The president’s remarks came hours after a report by The Washington Post stating that Trump “has gone to extraordinary lengths to conceal details” of his talks with Putin. The Post also reported that there is no detailed record of Trump’s interactions with Putin at five locations over the past two years, according to U.S. officials.
The president referred to his roughly two-hour meeting with Putin in Helsinki — at which only the leaders and their translators were present — as “a great conversation” that included discussions about “securing Israel and lots of other things.”
“I had a conversation like every president does,” Trump said Saturday. “You sit with the president of various countries. I do it with all countries.”
House Republicans in July quashed an attempt by Democratic lawmakers to subpoena Trump's interpreter in Helsinki. POLITICO previously reported that Putin raised the subjects of nuclear arms controls and weapons prohibitions in space during the one-on-one conference, according to a Russian document.
“I mean, it’s so ridiculous, these people making up,” Trump said of the Post report, calling the paper “basically the lobbyist” for Amazon CEO Jeff Bezos’ e-commerce giant. Bezos also owns the Post.
“The Washington Post is almost as bad, or probably as bad, as The New York Times,” Trump said.

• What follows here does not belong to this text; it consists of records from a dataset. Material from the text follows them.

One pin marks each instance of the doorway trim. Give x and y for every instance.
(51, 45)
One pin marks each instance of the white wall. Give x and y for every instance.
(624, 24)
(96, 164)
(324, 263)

The New York Times on Friday reported that the FBI had opened an inquiry focused on whether Trump was a national security threat to his own country after he fired FBI Director James Comey in May 2017.
Asked by Pirro if he'd ever worked on behalf of Russia, Trump did not directly answer the question, calling the Times' report "insulting."
Trump also evaded a question on whether the administration was seeking to keep special counsel Robert Mueller's final report on the Russia probe from the public, saying only that the investigation was a "hoax."